Женщина подняла голову, и Эрнст понял, что это мать. Она встала и подошла к Эрнсту.
— Он будет жив, — сказала она и вдруг улыбнулась, глядя куда-то очень далеко, за спину Эрнста. Эрнст оглянулся. Позади никого не было.
— Вы великий человек, — сказала она. — Как я вам благодарна!
— Нет, — ответил, смешавшись, Эрнст. — Мы живем в великое время, и я так же велик, как и всякий трудящийся нашей страны. Не больше. Вы счастливы?
— Да!
— Вот видите, — сказал Эрнст, — создавать счастье — это высокий труд. Его осуществляет вся страна. Благодарить меня не за что.
Через полчаса город узнал о выздоровлении мальчика.
Радио, борясь со штормом, бросало эту весть в ночь, в океаны, во все углы страны.
Приказ о тишине был снят.
В кипение изнемогавшей бури врезались приветственные гудки пароходов, крики автомобильных сирен, хлопанье флагов, поднятых над домами, звон роялей и новая немудрая песенка фонарщика:
Осветил я бульвары, — пусть поет вся страна.
Что ж, что выпил я, старый, молодого вина!

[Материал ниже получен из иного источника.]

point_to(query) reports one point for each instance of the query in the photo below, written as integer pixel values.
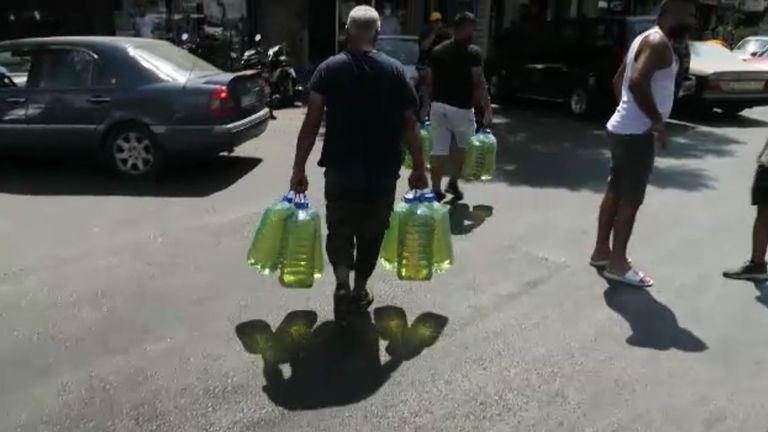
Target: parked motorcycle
(274, 64)
(210, 48)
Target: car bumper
(730, 99)
(212, 139)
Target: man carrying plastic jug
(454, 85)
(645, 87)
(370, 108)
(756, 269)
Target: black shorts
(760, 187)
(631, 165)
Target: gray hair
(364, 19)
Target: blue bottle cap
(428, 197)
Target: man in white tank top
(645, 87)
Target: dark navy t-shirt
(366, 95)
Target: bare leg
(760, 235)
(622, 231)
(605, 222)
(436, 172)
(457, 160)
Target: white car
(719, 79)
(749, 47)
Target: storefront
(29, 18)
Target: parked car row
(134, 101)
(574, 61)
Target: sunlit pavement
(130, 308)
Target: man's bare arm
(480, 92)
(306, 141)
(309, 130)
(418, 178)
(427, 41)
(653, 54)
(413, 140)
(618, 80)
(426, 93)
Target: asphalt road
(119, 303)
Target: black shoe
(453, 189)
(363, 298)
(749, 271)
(439, 195)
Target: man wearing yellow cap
(433, 35)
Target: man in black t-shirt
(370, 107)
(455, 85)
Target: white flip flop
(632, 278)
(604, 263)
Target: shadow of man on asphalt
(762, 290)
(335, 363)
(465, 220)
(653, 324)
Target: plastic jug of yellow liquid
(415, 238)
(426, 143)
(388, 256)
(264, 253)
(490, 146)
(480, 157)
(442, 252)
(301, 247)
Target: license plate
(248, 99)
(743, 86)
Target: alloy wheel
(133, 153)
(579, 101)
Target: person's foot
(601, 256)
(748, 271)
(453, 189)
(362, 297)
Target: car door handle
(99, 99)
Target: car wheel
(732, 111)
(131, 151)
(578, 102)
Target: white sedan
(719, 79)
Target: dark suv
(571, 61)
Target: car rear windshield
(170, 62)
(752, 45)
(14, 62)
(406, 51)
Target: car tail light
(264, 84)
(221, 102)
(712, 84)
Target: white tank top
(629, 119)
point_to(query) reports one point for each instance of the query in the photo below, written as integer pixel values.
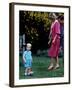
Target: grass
(40, 68)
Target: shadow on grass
(40, 65)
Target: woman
(55, 45)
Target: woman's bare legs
(51, 64)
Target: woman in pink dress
(55, 45)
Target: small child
(27, 58)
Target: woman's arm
(24, 60)
(54, 38)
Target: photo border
(11, 43)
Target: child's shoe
(50, 67)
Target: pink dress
(55, 30)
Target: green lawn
(40, 68)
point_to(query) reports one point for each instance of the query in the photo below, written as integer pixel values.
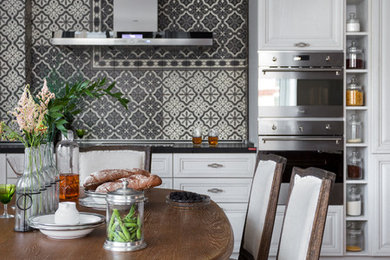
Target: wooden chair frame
(138, 148)
(328, 179)
(265, 241)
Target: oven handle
(337, 71)
(335, 139)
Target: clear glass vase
(27, 192)
(42, 207)
(56, 175)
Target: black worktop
(163, 147)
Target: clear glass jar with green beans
(125, 217)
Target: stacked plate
(46, 224)
(94, 200)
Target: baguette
(136, 182)
(95, 179)
(111, 179)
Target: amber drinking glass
(6, 193)
(69, 187)
(197, 136)
(213, 137)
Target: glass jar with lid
(125, 220)
(354, 201)
(355, 237)
(355, 166)
(355, 57)
(67, 157)
(353, 24)
(354, 130)
(354, 93)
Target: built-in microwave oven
(296, 84)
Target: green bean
(122, 226)
(131, 212)
(139, 233)
(122, 236)
(117, 238)
(130, 225)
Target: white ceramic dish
(91, 203)
(46, 224)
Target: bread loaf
(136, 181)
(111, 179)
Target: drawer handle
(302, 44)
(215, 190)
(215, 165)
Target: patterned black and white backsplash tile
(12, 55)
(171, 90)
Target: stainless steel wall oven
(300, 103)
(295, 84)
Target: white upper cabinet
(381, 232)
(301, 24)
(381, 76)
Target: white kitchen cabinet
(214, 165)
(381, 76)
(162, 164)
(232, 190)
(167, 183)
(3, 174)
(301, 24)
(236, 213)
(332, 243)
(381, 239)
(225, 177)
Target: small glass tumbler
(213, 137)
(197, 136)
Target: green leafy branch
(63, 109)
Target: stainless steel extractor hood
(135, 24)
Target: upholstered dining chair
(305, 215)
(262, 205)
(98, 158)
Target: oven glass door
(285, 94)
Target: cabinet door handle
(215, 165)
(302, 44)
(215, 190)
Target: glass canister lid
(124, 195)
(354, 48)
(352, 18)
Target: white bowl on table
(46, 224)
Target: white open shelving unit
(363, 38)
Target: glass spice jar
(197, 136)
(355, 166)
(353, 24)
(354, 93)
(354, 201)
(355, 237)
(67, 157)
(125, 220)
(354, 130)
(213, 137)
(355, 57)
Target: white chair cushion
(299, 217)
(94, 161)
(257, 209)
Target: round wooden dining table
(170, 233)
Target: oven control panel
(300, 127)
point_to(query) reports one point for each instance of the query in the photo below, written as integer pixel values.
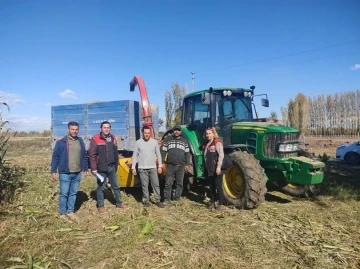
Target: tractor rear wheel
(244, 183)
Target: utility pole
(193, 80)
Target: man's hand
(159, 170)
(54, 176)
(218, 171)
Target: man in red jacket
(104, 160)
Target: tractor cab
(219, 108)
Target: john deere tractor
(261, 152)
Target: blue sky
(70, 52)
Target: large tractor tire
(244, 183)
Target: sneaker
(73, 217)
(102, 210)
(121, 206)
(65, 218)
(166, 203)
(159, 204)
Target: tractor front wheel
(244, 183)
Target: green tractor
(261, 152)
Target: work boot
(121, 206)
(160, 205)
(65, 218)
(166, 203)
(73, 217)
(102, 210)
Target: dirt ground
(284, 232)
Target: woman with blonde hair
(214, 155)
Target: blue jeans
(111, 175)
(69, 185)
(151, 175)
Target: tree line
(326, 115)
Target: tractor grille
(271, 140)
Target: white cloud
(12, 99)
(27, 123)
(68, 94)
(355, 67)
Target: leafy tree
(173, 100)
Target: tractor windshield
(233, 108)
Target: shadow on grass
(81, 197)
(269, 197)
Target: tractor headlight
(288, 147)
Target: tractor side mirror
(205, 98)
(265, 102)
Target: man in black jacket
(176, 155)
(104, 160)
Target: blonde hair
(213, 130)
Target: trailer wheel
(244, 183)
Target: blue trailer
(125, 117)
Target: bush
(10, 176)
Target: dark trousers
(174, 172)
(112, 176)
(216, 185)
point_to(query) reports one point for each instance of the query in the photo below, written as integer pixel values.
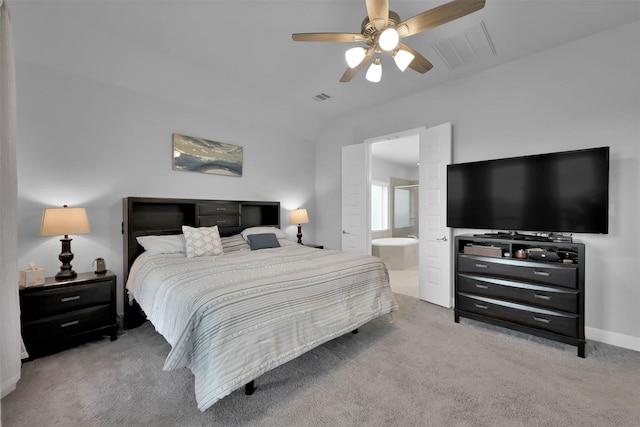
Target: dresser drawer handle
(541, 273)
(66, 325)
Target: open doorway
(435, 250)
(395, 203)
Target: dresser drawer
(48, 302)
(538, 295)
(553, 274)
(68, 324)
(552, 321)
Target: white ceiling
(240, 52)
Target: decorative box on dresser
(62, 313)
(540, 297)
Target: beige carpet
(421, 370)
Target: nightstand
(62, 313)
(313, 245)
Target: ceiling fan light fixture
(374, 73)
(403, 58)
(354, 56)
(389, 39)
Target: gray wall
(86, 143)
(565, 98)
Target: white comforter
(233, 317)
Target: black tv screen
(556, 192)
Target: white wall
(85, 143)
(579, 95)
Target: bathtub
(398, 253)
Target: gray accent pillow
(263, 241)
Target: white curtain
(10, 340)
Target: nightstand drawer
(68, 324)
(48, 302)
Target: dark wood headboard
(157, 216)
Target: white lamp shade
(403, 59)
(374, 73)
(299, 216)
(64, 221)
(389, 39)
(354, 56)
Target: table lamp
(299, 216)
(65, 221)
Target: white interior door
(356, 233)
(435, 283)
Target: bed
(264, 300)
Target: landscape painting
(201, 155)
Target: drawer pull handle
(66, 325)
(542, 273)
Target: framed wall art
(201, 155)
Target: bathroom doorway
(395, 203)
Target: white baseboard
(9, 385)
(613, 338)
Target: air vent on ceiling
(321, 97)
(469, 46)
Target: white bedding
(233, 317)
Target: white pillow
(169, 244)
(263, 230)
(202, 241)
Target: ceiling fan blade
(348, 75)
(328, 37)
(437, 16)
(419, 63)
(378, 11)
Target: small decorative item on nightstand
(299, 216)
(313, 245)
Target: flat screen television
(565, 192)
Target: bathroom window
(379, 206)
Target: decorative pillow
(263, 241)
(234, 243)
(202, 241)
(169, 244)
(262, 230)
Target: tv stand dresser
(538, 297)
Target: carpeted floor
(422, 369)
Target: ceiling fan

В городе был устроен праздник. Шторм, как всегда, сменился неизмеримым штилем. Он уходил куда-то за край морей, плескался у пляжей на сотни миль, переливал у камней прозрачную воду и качал в ней красные листья кленов и теплое низкое солнце.
Если вы бывали ранней зимой у моря, вы должны помнить эти дни с легким дыханием, похожие на утренний сон, вы должны помнить этот голубоватый воздух, очищенный штормом, когда далекие ржавые мысы стоят грядой над морями и моря осторожно подносят к их подножиям солнечную рябь и тонкий туман.

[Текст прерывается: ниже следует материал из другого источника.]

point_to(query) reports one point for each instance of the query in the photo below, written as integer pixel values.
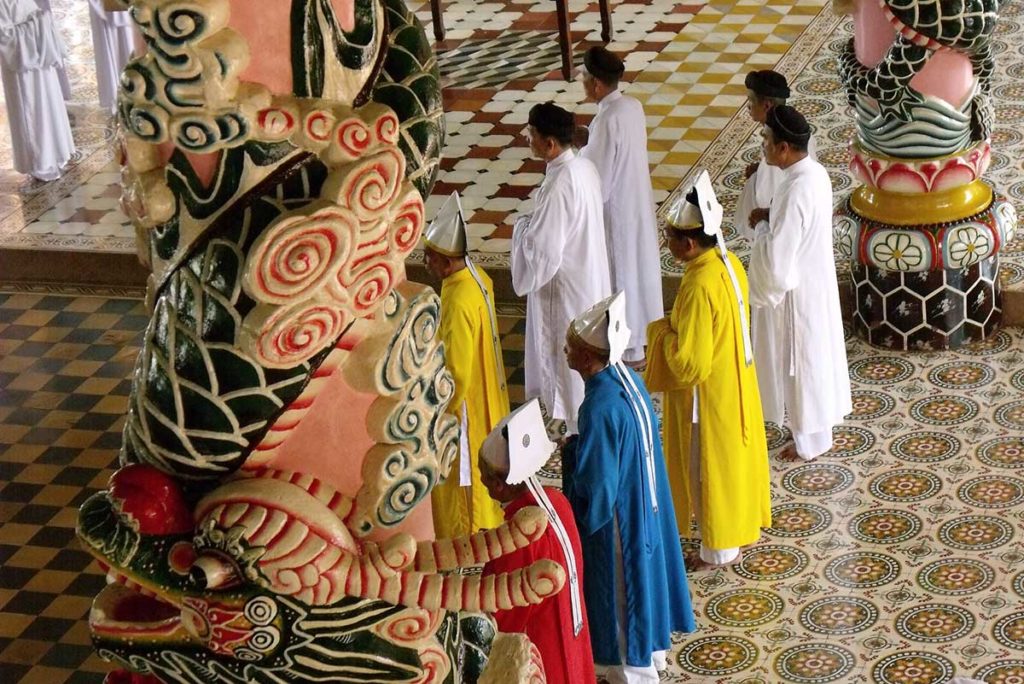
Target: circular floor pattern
(934, 623)
(1009, 631)
(839, 614)
(811, 664)
(976, 532)
(925, 446)
(955, 576)
(822, 86)
(744, 607)
(1004, 672)
(991, 492)
(849, 440)
(1003, 453)
(993, 345)
(714, 656)
(881, 370)
(944, 410)
(799, 519)
(862, 569)
(1017, 380)
(915, 667)
(771, 562)
(817, 479)
(961, 375)
(887, 525)
(905, 484)
(1011, 415)
(868, 404)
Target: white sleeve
(773, 257)
(601, 152)
(538, 244)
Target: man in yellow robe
(473, 356)
(700, 358)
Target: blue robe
(604, 479)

Матросы с «Труженика моря» впервые услышали, как над спокойной водой поплыла симфония Бетховена.
Казалось, звуки поднимают пароход высокой и плавной волной, и потому вполне понятен был поступок боцмана, — он побежал на бак проверить, не сорвало ли пароход с якорей. И нечего над этим смеяться, как смеялся масленщик.
Вечером в порт вошел английский пароход «Песнь Оссиана». Экипаж его, удивленный видом праздничного города, — город казался огненным каскадом, льющимся с гор в бесшумное море, — вежливо запросил начальника порта, что происходит. Начальник порта ответил ясно и коротко.
В это время летчик Шебалин вышел из своего дома.
Далеко в горах выпал снег, и высокая луна магически блистала над серебряными снежными полями.
В саду около дома Шебалин встретил женщину. Это была мать мальчика. Она шла к летчику, чтобы поблагодарить за спасение сына.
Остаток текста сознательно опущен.